“Out,” I say crisp and clear in case she didn’t hear me the first time and head to my room.
Clementine’s, the local family-owned restaurant, sits off the main highway, and up behind the diner is what all the bus tours come here for. The Sugar Hill Plantation. Named after the sugar cane once grown there. At some point, sugar was no longer needed and cotton took its place. A dark history that brings tour buses through Black Fern for an education. An important reminder of the scars we set upon this land, its people.
The roadside market with homemade goods from locals helps occupy the tourists on their way to and from.
It’s past five when I get a break between tour buses. Adaire used to help us at the market until she started waitressing at Clementine’s to save up for school. I’d sometimes find her leaning against the brick wall behind the diner, taking smoke breaks by the trash bins.
I’m half looking over my shoulder as I toss the garbage in the dumpster; my gaze snags on the plantation at the top of the hill.
It’s a perfect dollhouse from this distance. You’d think the fresh white paint and the towering columns of a gorgeous mansion wouldn’t jostle your nerves. But Sugar Hill comes with too much weight for me to ignore.
Clementine’s rear kitchen door shrieks open. The manager, Mr. Pruitt, steps out. His short-sleeve white business shirt and thin black tie a decade behind. He glares at me through chunky black-framed glasses. His eyes dip to my Led Zeppelin T-shirt disapprovingly. Bastard wouldn’t give me a job when I asked.
My fingertips pinch the cherry off the joint I’ve been smoking, and I tuck the leftover roach in the tiny pocket of Adaire’s high-waisted brown shorts I borrowed this morning. They look like they’re made from a vinyl snake. I’m pretty sure I’ve seen the same fabric on a bar stool before.
I spit a fleck of the bud off the tip of my tongue and meander back to the front.

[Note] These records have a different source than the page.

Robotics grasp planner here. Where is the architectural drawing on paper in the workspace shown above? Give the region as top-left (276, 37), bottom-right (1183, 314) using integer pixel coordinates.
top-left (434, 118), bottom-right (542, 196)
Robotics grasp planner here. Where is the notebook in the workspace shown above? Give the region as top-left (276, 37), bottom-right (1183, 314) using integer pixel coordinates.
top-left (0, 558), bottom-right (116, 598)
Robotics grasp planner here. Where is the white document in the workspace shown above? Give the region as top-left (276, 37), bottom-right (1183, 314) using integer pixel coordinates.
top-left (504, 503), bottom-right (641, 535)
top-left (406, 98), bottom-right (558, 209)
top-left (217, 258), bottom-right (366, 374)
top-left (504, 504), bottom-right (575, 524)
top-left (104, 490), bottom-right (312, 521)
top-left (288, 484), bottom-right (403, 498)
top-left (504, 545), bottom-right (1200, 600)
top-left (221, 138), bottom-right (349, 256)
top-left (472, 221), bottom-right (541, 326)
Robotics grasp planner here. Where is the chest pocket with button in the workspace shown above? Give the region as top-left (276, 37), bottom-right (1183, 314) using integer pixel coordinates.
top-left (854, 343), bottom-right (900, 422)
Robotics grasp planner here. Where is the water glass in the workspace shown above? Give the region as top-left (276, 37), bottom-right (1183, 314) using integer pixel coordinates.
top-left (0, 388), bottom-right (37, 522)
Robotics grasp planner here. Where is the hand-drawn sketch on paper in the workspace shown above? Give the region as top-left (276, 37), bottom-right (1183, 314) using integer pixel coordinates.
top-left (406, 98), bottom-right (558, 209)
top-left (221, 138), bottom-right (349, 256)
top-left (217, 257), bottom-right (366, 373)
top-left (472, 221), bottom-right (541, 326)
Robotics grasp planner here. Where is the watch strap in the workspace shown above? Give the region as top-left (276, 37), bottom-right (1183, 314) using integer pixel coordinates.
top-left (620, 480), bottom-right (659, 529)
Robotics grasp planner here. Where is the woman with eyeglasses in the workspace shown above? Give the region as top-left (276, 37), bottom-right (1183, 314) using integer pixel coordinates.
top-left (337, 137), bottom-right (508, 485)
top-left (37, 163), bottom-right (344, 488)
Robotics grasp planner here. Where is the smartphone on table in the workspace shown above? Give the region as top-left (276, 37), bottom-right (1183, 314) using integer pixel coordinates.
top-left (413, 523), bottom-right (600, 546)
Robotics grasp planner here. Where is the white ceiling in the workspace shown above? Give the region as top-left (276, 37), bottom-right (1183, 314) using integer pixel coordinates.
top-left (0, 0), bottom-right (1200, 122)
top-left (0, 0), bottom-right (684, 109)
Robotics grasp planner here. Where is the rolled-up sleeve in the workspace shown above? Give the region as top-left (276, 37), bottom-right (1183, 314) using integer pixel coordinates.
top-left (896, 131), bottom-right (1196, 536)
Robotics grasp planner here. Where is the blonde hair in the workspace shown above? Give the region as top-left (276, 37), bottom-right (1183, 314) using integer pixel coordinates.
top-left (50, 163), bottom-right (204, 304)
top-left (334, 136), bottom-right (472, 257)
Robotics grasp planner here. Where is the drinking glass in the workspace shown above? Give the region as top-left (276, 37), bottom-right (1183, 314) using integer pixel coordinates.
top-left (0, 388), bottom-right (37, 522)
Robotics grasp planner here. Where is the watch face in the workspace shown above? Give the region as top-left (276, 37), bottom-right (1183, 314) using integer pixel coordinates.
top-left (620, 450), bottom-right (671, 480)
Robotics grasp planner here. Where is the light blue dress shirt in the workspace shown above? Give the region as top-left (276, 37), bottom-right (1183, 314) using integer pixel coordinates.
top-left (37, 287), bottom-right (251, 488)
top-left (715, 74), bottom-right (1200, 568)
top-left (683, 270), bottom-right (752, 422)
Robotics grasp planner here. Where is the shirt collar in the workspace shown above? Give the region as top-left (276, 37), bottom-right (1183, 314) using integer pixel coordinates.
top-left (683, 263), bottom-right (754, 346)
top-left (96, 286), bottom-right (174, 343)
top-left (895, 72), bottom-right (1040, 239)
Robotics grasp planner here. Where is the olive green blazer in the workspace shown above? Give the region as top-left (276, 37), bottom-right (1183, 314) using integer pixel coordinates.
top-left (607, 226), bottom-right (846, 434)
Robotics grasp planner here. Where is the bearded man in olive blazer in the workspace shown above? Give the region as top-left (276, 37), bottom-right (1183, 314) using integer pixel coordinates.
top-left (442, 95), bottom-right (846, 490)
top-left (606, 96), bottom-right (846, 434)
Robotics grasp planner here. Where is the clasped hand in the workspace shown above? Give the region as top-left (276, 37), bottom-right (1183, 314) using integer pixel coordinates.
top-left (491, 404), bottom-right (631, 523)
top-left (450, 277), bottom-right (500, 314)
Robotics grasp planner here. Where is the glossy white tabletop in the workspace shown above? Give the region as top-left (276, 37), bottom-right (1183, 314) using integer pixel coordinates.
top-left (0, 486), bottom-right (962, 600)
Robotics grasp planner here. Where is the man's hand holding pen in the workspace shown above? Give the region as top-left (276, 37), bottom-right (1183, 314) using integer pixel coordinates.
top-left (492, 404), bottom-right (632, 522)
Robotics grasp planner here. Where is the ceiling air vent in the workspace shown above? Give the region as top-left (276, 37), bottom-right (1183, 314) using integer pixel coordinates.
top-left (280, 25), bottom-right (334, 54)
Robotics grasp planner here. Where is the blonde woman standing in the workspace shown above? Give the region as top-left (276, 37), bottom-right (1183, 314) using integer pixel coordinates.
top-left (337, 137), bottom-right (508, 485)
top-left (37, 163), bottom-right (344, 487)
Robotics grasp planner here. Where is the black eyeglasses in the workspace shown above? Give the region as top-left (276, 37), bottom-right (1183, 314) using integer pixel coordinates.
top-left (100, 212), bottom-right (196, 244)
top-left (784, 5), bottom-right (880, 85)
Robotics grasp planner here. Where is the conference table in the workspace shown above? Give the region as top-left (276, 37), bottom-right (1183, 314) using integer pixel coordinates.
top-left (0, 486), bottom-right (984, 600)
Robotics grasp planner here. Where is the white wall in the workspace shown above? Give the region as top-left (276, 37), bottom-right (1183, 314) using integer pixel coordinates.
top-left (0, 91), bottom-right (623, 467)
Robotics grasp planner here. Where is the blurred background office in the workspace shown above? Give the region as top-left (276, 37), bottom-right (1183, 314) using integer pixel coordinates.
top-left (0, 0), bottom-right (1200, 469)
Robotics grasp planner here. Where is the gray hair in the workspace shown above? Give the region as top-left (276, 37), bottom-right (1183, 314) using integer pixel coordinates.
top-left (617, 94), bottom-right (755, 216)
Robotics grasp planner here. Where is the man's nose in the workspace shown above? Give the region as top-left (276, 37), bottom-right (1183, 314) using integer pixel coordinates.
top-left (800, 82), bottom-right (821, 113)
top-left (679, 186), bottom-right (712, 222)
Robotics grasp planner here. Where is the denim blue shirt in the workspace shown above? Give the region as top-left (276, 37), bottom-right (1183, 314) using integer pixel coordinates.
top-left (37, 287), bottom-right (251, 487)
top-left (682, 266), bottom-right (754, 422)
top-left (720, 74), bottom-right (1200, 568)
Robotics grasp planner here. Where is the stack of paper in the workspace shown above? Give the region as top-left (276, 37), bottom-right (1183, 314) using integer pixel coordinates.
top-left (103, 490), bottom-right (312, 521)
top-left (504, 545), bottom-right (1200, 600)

At our booth, a small crowd of tourists have gathered around Bone Layer. He brings his taxidermy birds to sell at the market—he finds them out by the Dillard’s abandoned barn, the ones who didn’t have enough sense to stay away from the cats who have run of the place. It’s how he makes the eyes that fascinates people. Incredibly realistic, tiny bead-like things, perfected by dipping and re-dipping liquid acrylic and painting layers in between. The artistic act so beautiful, you could almost believe Bone Layer was a good man. Kind, even.
The caw of a crow yanks my attention upward. On a telephone wire, a black bird perches, surveying the land.
Folks at church say crows are foretellers of death, that they portend bad things to come. Deemed “unclean” because they’re scavengers.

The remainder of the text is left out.